Da erinnere ich noch eine Situation … Tabaluga, es dürfte 1992 gewesen sein, beim Jahr bin ich mir nicht sicher. Ich habe damals in einer Vorverkaufsstelle in Darmstadt gearbeitet, die in der Musikabteilung im Karstadt angesiedelt war. Der Karstadt öffnete an diesem Tag eine Stunde früher als die Vorverkaufsstelle. Als ich zur Arbeit kam, stand eine Traube von Menschen einmal quer durch die Musikabteilung und bis vor den Karstadt. Ich konnte tatsächlich nicht von vorne an den Verkaufsstand, mir blieb nur, von hinten über die Absperrung zu klettern. Heute könnte ich das gar nicht mehr – ich käme nicht über die Absperrung 🤣🤣
Das Gedränge und Geschubse von erwachsenen Menschen, die Karten kaufen wollen für das Konzert ihres Lebens, man kann es sich vielleicht vorstellen.

Und dann kann man sich sicherlich auch vorstellen, wie wir da vorhin standen und gewartet haben. Die neuen Aushänge für den folgenden Tag werden zwischen 16- 17 Uhr aufgehängt. Nun ja. Ich kann berichten, ich habe es geschafft. Mein Sohn und ich, wir gehen morgen schöne Osterhasen backen! Und besser jetzt, als kommende Woche. Wenn ich faste, möchte ich nicht mit meinem Sohn schöne Osterhasen backen 😉

Ich habe mich dann außerdem für morgen früh bei der Step Aerobic eingetragen. Ich möchte mich noch ein wenig herausfordern, scheint es. Üben! Ich übe! Ich habe auch heute schon geübt und bin die ersten 15 Minuten joggen gewesen, seit langem. Mit walken drumherum war ich 35 Minuten zügig unterwegs. Das ist eine echte Steigerung, die letzten Tage war ich eher sehr langsam unterwegs, der Fuß hatte auch nochmal weh getan und ich war allgemein eher gemächlich.
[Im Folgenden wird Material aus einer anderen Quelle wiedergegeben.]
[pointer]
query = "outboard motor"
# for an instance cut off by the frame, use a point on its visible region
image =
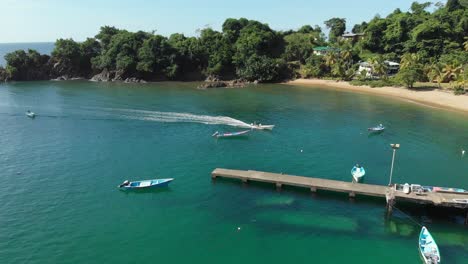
(125, 183)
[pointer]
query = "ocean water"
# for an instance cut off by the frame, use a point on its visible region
(59, 172)
(41, 47)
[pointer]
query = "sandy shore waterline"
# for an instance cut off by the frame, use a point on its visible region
(432, 98)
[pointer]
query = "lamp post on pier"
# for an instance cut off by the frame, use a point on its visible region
(394, 147)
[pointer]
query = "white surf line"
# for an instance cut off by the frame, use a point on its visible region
(174, 117)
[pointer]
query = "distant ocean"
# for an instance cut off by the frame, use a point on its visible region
(41, 47)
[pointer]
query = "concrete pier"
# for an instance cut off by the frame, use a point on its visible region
(352, 189)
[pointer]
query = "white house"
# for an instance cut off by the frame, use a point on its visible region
(392, 68)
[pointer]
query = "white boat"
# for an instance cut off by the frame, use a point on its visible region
(358, 173)
(428, 247)
(461, 201)
(128, 185)
(262, 127)
(30, 114)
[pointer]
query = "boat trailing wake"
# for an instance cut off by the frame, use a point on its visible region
(173, 117)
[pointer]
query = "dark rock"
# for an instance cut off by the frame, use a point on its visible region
(118, 76)
(237, 83)
(134, 80)
(104, 76)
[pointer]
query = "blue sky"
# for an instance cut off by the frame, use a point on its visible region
(47, 20)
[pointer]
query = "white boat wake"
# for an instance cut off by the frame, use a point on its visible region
(173, 117)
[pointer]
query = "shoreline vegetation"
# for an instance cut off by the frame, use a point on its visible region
(427, 46)
(426, 96)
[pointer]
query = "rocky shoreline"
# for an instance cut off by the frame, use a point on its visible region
(214, 82)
Heute, nach einem guten Vortrag zum Thema “Schmerzfrei” und vielen Gedanken rund um dieses Thema (hier, meine Gedanken dazu), habe ich mental und körperlich einen Schub gemacht. Ich wollte üben. Ich wollte planen. Ich wollte mich bewegen. Ich wollte mich anstellen, um morgen backen zu gehen.

Ich habe jonglieren geübt heute, geschrieben (und ja, das tägliche Schreiben wird für mich laufend wichtiger), mit meinem Sohn gespielt und vorgelesen, und jetzt gehe ich noch in die Sauna. Das tue ich jetzt seit 4 Tagen, jeden Abend nach dem Schreiben. Kurz Duschen, Bademantel an, runter in die Sauna. Meist treffe ich dort jeden Abend die gleichen Menschen, das hat jetzt schon etwas von einem Ritual. Mir tut es gut. Ich lege mich 20 Minuten auf Stufe 3 bei 90 Grad, danach dusche ich mich kalt ab und gehe aufs Zimmer. Öle mich ein und lege mich hin. Je nach Müdigkeitslevel lese ich dann auch noch ein paar Zeilen. Und ich schlafe danach – hervorragend!

Schade, daheim habe ich keine Sauna! Aber bis ich daheim bin, kann ich die ja dennoch nutzen. Ich nutze alles, was mir möglich ist, solange ich hier bin! Nur das essen nutze ich bald nicht mehr 😉
Der Drang, ständig viel zu essen, hat die letzten Tage auch nachgelassen. Ich konnte gestern bereits auf den Kuchen und den Kaffee am Nachmittag verzichten. Heute ist mir das auch gelungen – es gab vor dem schwarzen Brett einfach keinen Kaffee und keinen Kuchen. Vielleicht sollte ich da so ganz allgemein öfter herumstehen 😉
Morgen früh reduziere ich von zwei Kaffee auf einen Kaffee. Damit es mich dann am Dienstag, am ersten echten Fastentag, nicht eiskalt erwischt. Auf Kopfschmerzen dank Nikotinentzug habe ich keine Lust …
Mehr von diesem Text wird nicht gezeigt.